Sözler Havada Uçuşuyor, Ama Duygular Eksik Kalıyor
Telefonla iletişim, yüz yüze görüşmenin yerini tutamaz. Ses tonu yanlış algılanabilir, mesajın ardındaki niyet tam olarak anlaşılamayabilir ve en önemlisi, beden dili gibi duyguları tamamlayan unsurlar devre dışı kalır. Örneğin, partneriniz sinirle bir şey söylediğinde, bunu telefonda bir tehdit gibi algılayabilirsiniz; oysa yüz yüze olsanız, gözlerindeki yorgunluk veya üzüntüyü fark edip daha yapıcı bir tepki verebilirdiniz. Araştırmalar, metin veya ses temelli iletişimin, duygusal bağ kurma ve çatışmayı çözme konusunda yüz yüze iletişime kıyasla çok daha zayıf olduğunu gösteriyor.
Küçük Bir Sorun, Büyük Bir Krize Dönüşebilir
Telefonda tartışırken, anlık öfkeyle söylenen sözler geri alınamaz ve genellikle kontrol edilemeyen bir sarmala dönüşebilir. “Beni hiç anlamıyorsun!” gibi masum bir cümle, yanlış bir tonda veya bağlamda, ilişkiyi zedeleyen bir suçlamaya evrilebilir. Üstelik, telefon görüşmeleri genellikle aceleye gelebiliyor; bir taraf iş arasında, diğer taraf yolda olabilir. Bu da, tartışmayı sağlıklı bir şekilde çözmek için gerekli olan dikkati ve özeni imkânsız hale getirir.
Peki, Ne Yapmalı ?
Tartışmalarınızı telefonda değil, uygun bir zaman ve ortamda yüz yüze yapmaya özen gösterin. Partnerinizle bir konuyu konuşmanız gerektiğini hissediyorsanız, “Bunu şimdi telefonda tartışmak yerine, eve geldiğinde sakince konuşsak nasıl olur?” gibi bir öneriyle durumu erteleyebilirsiniz. Bu, hem duygularınızı daha iyi ifade etmenize hem de karşınızdakini gerçekten anlamanıza olanak tanır.

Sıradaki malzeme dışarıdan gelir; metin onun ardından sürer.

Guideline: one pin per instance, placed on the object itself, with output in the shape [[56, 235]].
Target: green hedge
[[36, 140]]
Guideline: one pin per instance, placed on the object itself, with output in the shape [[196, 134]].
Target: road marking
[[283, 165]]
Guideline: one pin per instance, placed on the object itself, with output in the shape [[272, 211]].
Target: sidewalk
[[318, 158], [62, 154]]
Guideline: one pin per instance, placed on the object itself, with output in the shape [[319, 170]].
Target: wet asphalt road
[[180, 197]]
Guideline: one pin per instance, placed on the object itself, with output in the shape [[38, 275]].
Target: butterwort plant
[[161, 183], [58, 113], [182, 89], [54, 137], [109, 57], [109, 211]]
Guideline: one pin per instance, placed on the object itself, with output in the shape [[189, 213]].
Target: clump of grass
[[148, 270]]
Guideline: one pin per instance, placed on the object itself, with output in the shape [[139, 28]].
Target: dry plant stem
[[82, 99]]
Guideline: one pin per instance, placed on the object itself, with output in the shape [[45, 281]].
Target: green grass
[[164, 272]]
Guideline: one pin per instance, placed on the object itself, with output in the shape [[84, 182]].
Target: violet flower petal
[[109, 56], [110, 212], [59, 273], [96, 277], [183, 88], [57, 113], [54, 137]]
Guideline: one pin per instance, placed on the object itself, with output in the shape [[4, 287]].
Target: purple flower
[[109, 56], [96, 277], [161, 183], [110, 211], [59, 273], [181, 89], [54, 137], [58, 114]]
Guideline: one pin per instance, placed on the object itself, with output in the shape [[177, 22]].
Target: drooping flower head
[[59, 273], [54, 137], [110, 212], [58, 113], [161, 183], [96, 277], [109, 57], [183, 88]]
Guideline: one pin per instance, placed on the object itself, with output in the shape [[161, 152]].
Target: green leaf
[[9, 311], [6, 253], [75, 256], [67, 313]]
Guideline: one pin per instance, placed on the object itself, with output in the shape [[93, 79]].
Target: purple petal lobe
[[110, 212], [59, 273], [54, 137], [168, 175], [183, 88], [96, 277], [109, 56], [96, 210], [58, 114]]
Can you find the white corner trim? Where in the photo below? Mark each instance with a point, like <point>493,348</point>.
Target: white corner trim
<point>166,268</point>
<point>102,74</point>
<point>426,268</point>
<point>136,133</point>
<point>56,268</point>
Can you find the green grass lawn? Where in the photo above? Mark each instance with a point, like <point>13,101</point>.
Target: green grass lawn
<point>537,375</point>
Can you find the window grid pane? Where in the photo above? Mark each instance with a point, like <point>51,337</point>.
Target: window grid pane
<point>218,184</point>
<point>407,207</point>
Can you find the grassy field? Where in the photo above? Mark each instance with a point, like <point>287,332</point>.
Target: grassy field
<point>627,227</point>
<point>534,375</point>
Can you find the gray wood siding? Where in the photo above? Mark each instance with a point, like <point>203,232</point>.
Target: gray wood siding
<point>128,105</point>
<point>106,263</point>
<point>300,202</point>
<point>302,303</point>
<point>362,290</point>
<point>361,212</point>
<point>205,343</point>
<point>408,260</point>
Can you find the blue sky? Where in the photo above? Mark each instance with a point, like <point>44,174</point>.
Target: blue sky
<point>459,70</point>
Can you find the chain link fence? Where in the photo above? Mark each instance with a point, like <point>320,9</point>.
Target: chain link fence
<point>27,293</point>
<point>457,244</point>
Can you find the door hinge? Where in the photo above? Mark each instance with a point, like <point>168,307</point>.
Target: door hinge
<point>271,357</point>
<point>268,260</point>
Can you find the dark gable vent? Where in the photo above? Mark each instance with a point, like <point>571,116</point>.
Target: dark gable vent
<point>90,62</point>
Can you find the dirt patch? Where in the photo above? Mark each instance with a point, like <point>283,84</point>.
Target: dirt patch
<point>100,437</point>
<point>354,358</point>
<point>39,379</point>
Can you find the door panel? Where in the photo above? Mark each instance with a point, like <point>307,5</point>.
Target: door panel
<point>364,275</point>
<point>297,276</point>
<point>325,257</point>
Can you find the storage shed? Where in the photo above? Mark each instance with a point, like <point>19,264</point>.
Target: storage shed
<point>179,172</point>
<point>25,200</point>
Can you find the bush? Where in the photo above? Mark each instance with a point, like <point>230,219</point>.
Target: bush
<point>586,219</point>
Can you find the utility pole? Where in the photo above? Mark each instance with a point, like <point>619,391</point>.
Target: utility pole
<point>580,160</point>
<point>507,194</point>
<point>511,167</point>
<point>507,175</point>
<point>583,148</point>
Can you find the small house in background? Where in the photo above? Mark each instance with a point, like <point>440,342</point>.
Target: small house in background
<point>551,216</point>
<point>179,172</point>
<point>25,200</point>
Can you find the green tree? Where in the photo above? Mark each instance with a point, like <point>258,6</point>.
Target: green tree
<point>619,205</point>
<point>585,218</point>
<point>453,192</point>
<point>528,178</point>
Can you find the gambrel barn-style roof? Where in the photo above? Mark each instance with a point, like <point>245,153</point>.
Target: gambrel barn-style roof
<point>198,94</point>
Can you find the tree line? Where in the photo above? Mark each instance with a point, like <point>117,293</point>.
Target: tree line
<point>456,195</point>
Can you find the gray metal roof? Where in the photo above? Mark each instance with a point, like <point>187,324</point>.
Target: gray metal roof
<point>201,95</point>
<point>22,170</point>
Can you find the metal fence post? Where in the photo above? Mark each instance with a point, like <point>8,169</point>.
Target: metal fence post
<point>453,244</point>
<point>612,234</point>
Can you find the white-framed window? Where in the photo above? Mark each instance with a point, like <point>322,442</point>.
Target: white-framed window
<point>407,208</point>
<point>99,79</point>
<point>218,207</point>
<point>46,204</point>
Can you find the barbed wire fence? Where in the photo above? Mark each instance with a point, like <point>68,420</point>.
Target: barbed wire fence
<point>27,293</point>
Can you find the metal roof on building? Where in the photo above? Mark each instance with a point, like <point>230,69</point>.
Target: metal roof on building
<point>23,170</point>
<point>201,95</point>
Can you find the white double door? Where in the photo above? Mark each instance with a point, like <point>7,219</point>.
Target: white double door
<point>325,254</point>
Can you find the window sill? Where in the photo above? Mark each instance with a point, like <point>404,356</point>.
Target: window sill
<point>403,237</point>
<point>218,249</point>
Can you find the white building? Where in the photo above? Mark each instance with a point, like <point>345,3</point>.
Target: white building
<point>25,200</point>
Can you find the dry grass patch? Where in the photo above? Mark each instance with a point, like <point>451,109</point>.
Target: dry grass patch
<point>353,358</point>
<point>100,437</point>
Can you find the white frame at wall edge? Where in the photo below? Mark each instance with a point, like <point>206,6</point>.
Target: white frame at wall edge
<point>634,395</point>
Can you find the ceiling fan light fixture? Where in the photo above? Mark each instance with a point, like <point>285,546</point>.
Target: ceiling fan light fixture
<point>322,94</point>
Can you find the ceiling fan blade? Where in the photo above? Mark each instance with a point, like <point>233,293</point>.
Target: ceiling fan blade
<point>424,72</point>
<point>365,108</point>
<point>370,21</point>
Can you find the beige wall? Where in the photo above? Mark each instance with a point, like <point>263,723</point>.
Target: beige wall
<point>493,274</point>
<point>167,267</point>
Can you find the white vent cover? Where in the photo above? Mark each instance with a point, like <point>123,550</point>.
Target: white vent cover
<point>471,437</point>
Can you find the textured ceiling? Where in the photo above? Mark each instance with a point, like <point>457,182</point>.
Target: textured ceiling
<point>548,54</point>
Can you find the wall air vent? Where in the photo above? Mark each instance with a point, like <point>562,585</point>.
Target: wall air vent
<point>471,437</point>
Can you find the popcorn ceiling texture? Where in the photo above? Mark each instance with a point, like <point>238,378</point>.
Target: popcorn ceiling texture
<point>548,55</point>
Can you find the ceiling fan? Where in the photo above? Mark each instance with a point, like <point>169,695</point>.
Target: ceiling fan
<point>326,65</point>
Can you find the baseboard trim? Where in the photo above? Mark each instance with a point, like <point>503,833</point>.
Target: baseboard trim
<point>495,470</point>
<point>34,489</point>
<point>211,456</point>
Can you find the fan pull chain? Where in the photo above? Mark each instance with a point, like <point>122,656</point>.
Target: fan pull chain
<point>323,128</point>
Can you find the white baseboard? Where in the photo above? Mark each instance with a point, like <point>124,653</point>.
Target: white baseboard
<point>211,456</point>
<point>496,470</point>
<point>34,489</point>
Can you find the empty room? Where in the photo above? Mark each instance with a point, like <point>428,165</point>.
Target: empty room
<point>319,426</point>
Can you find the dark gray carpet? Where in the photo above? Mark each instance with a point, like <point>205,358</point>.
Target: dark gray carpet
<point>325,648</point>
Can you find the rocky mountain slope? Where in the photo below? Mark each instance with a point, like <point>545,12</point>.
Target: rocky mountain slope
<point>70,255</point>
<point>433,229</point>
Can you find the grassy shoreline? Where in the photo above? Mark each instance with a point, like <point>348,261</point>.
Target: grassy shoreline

Tartışma sonrası da önemli. Öfke soğuduğunda, iki tarafın da sakinleşip birbirine adım atması, ilişkinin onarılması için kritik bir fırsat sunar. “O an sinirle söylediklerim için özür dilerim” ya da “Seni üzdüğüm için pişmanım” gibi basit ama samimi cümleler, köprüleri yeniden kurabilir.